La première fois que l’on sortit des lignes, je ne sais si ce fut la faute des chefs ou des soldats, mais la légion tout entière fut prise d’une panique, et rentra sans avoir tiré un coup de fusil.

J’obligeai l’un des trois commandants à donner sa démission. Je fis une vigoureuse allocution aux Italiens, et j’écrivis pour la seconde fois à Anzani, qui était dans une maison de commerce de l’Uruguay, de venir me rejoindre.

Cet excellent ami arriva vers le mois de juillet.

Avec lui, tout reprit force et vie; la légion était horriblement administrée: il y donna tous ses soins.

Pendant ce temps, on avait, tant bien que mal, réorganisé une petite flottille; on m’en confia le commandement.

Mancini reprit ma place à la tête de la légion.

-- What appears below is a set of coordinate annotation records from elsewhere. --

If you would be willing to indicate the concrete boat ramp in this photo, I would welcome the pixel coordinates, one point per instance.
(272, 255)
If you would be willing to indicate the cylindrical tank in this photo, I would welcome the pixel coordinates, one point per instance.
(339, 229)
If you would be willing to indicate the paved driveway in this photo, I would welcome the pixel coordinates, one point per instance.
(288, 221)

La flottille communiquait par le fleuve avec le Cerro, forteresse restée au pouvoir des Montévidéens, quoiqu’elle fût à trois ou quatre lieues plus loin sur la rive de la Plata que le Cerrito, tombé au pouvoir d’Oribe.

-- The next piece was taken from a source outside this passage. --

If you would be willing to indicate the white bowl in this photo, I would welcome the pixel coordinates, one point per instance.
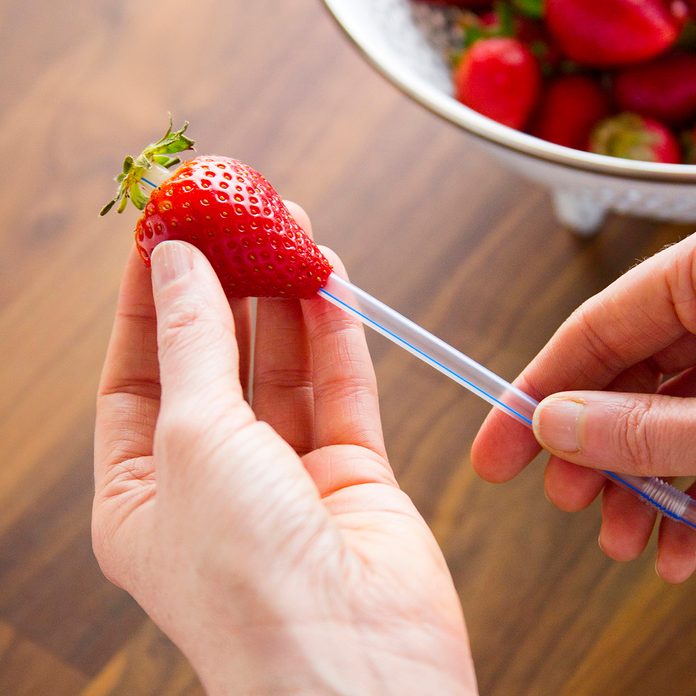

Le Cerro nous était très-nécessaire. C’était à la fois un point d’appui pour nous ravitailler, pour envoyer des partis dans la plaine et pour recueillir les fugitifs.

Avant l’organisation de la défense, l’escadre de l’amiral Brown avait fait une tentative sur le Cerro et sur l’île de los Ratos. Pendant trois jours, je défendis l’île et la forteresse. L’île avait des canons de dix-huit et de trente-six, et je forçai l’amiral Brown à se retirer avec de grandes pertes.